The good, the bad and the ugly of Canada's recent sodium working group.

Last week saw the release of the recommendations of Health Canada's Sodium Working Group (SWG) - a "multi-stakeholder" group with representation from public health folks, health related NGOs, the government and the food industry.

The group was established in October 2007 and it's taken them nearly 3 years to come up with a series of recommendations meant to tackle the problem of sodium intake in Canada.

Overall, I was pleasantly surprised by the recommendations themselves, though not by their lack of regulatory backing, and in fact I think some are more important than the media's given them credit.

So first the good.

Shockingly good in fact.

The SWG's recommendations that Canada's Food Guide be revised to provide guidance on calories (and sodium) and updated far more frequently are exceedingly important. They're important because they're the first official admission that the 2007 Canada's Food Guide leaves much to be desired. So much so apparently, that a "multi-stakeholder" working group on sodium decided to make it a point to point it out.

I was also pleased to see a call to action for nutritional fact panel reform so that there would no longer be such things as serving sizes that suggest they're a third of a cookie and that the percent daily value of sodium be calculated using the goal of 1,500mg rather than 2,300mg.

Next, the bad.

Unsurprisingly bad.

The working group's recommendations are completely toothless. They couldn't even get the food industry to agree to a regulatory approach to the reduction of sodium in toddler foods.
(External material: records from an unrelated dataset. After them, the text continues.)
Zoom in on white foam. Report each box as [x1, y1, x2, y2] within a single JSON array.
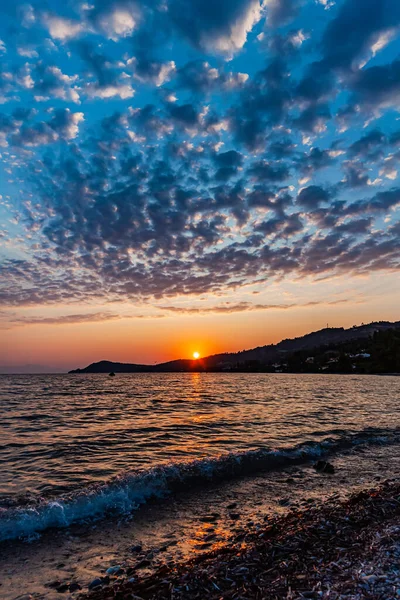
[[0, 428, 397, 543]]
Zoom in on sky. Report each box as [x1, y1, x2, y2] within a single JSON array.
[[0, 0, 400, 371]]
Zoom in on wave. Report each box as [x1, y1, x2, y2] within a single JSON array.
[[0, 427, 399, 543]]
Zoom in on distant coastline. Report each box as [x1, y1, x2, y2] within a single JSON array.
[[69, 320, 400, 375]]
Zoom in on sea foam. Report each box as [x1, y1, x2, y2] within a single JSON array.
[[0, 427, 398, 543]]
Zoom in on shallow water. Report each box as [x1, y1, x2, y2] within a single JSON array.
[[1, 373, 399, 498], [0, 373, 399, 542], [1, 442, 400, 600]]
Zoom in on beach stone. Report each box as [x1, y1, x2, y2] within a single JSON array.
[[12, 596, 33, 600], [199, 513, 220, 522], [362, 574, 378, 585], [46, 580, 62, 589], [136, 559, 151, 569], [314, 460, 335, 474], [106, 565, 124, 575], [131, 544, 142, 553], [88, 577, 103, 590], [69, 582, 82, 592], [279, 498, 290, 506], [56, 583, 69, 593], [229, 512, 240, 520], [227, 502, 237, 509]]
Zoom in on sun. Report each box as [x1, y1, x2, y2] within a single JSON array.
[[193, 351, 200, 360]]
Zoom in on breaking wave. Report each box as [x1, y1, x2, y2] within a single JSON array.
[[0, 427, 398, 543]]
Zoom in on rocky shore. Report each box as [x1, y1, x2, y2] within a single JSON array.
[[75, 480, 400, 600]]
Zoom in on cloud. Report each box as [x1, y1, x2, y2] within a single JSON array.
[[174, 60, 248, 94], [168, 0, 265, 55], [77, 41, 136, 99], [248, 160, 290, 182], [128, 56, 176, 87], [31, 64, 80, 103], [320, 0, 400, 71], [349, 130, 385, 158], [94, 4, 138, 39], [43, 14, 85, 40], [160, 298, 353, 314], [86, 83, 135, 99], [297, 185, 330, 209], [10, 109, 84, 146], [5, 312, 123, 327], [265, 0, 301, 27], [351, 59, 400, 109], [0, 0, 400, 313]]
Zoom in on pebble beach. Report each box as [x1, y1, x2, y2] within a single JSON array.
[[77, 480, 400, 600]]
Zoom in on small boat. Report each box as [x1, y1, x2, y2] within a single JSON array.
[[109, 372, 116, 377]]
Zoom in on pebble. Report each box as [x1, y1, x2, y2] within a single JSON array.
[[362, 574, 378, 585], [135, 559, 151, 569], [69, 582, 82, 593], [106, 565, 124, 575], [46, 580, 62, 589], [314, 460, 335, 474], [278, 498, 290, 506], [56, 583, 69, 593], [131, 544, 142, 553], [88, 577, 103, 590], [199, 513, 220, 522]]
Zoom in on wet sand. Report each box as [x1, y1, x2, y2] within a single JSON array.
[[80, 480, 400, 600], [1, 442, 400, 599]]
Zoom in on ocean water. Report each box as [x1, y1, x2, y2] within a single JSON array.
[[0, 372, 399, 542]]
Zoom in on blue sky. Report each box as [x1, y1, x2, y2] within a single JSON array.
[[0, 0, 400, 368]]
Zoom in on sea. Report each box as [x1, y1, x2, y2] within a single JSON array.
[[0, 372, 399, 598]]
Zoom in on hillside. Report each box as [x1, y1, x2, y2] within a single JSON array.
[[69, 320, 400, 374]]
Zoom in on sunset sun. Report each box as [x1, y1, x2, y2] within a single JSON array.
[[193, 352, 200, 360]]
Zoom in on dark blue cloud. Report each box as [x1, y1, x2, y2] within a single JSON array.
[[320, 0, 400, 71], [297, 185, 331, 209]]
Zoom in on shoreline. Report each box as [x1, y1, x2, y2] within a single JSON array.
[[2, 442, 400, 599], [78, 480, 400, 600]]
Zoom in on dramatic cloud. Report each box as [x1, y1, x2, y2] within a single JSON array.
[[0, 0, 399, 314]]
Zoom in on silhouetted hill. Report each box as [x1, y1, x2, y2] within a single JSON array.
[[69, 320, 400, 374]]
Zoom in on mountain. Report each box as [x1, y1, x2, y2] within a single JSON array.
[[69, 320, 400, 374]]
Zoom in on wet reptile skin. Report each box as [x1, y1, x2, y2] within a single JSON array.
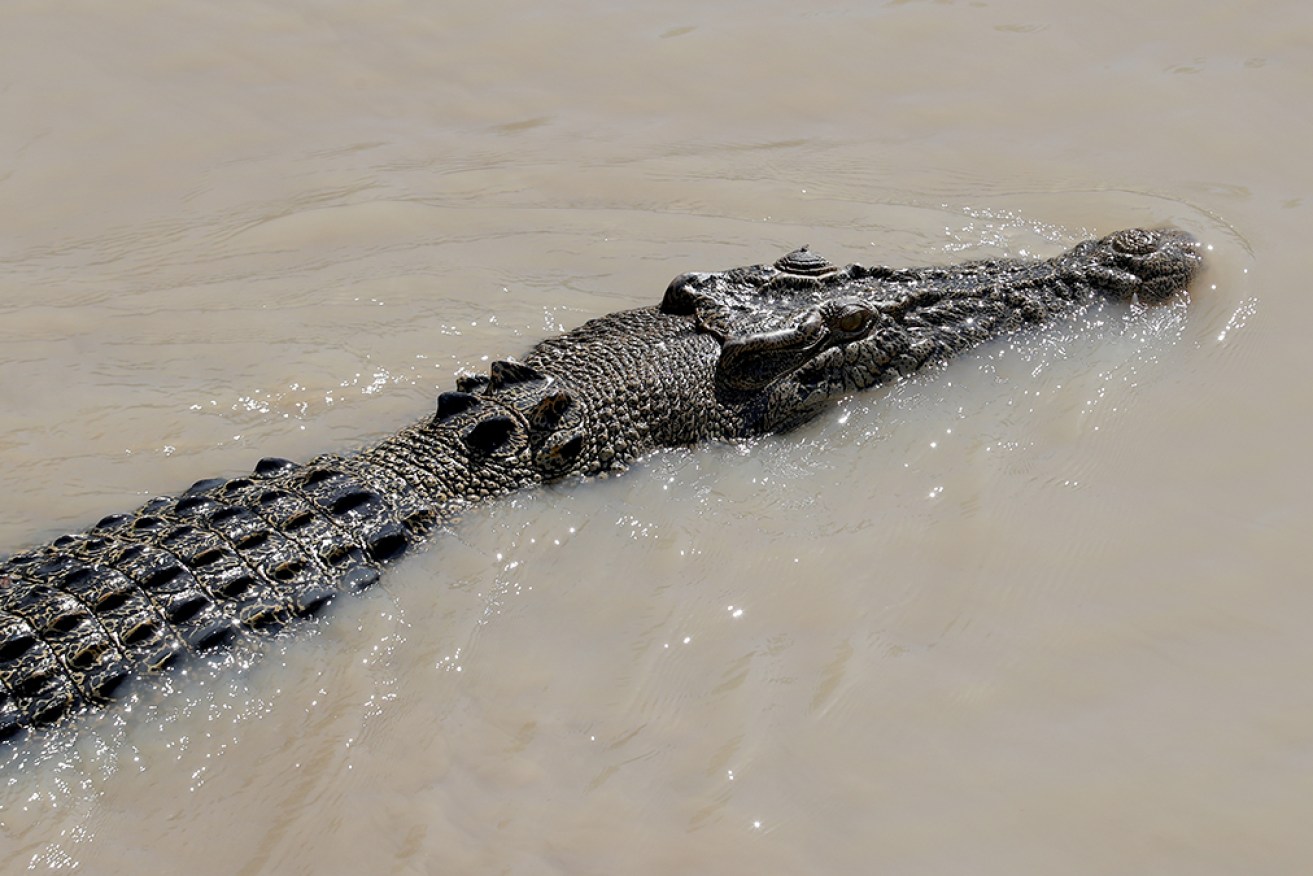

Of course that's not particularly surprising given the food industry was effectively given veto power at the table which is I suspect also why it's taken nearly 3 years for the SWG to come up with their recommendations.

Finally, the ugly.

Hideously, hideously ugly.

By creating a, "multi-stakeholder" working group, Health Canada has continued its maddening and reckless practice of including the food industry at tables whose discussions and recommendations are meant to serve public health.

As one SWG member said to me on Friday afternoon,

"Effectively Health Canada has asked the food industry to help guide public health policy"
because as this person described it to me, industry made the process exceedingly challenging whereby even the smallest victories necessitated industry catering compromises.

Anyone else out there think it's horrifying that Health Canada most assuredly believes the food industry's interests are as important a consideration in the creation of public policy as is our health?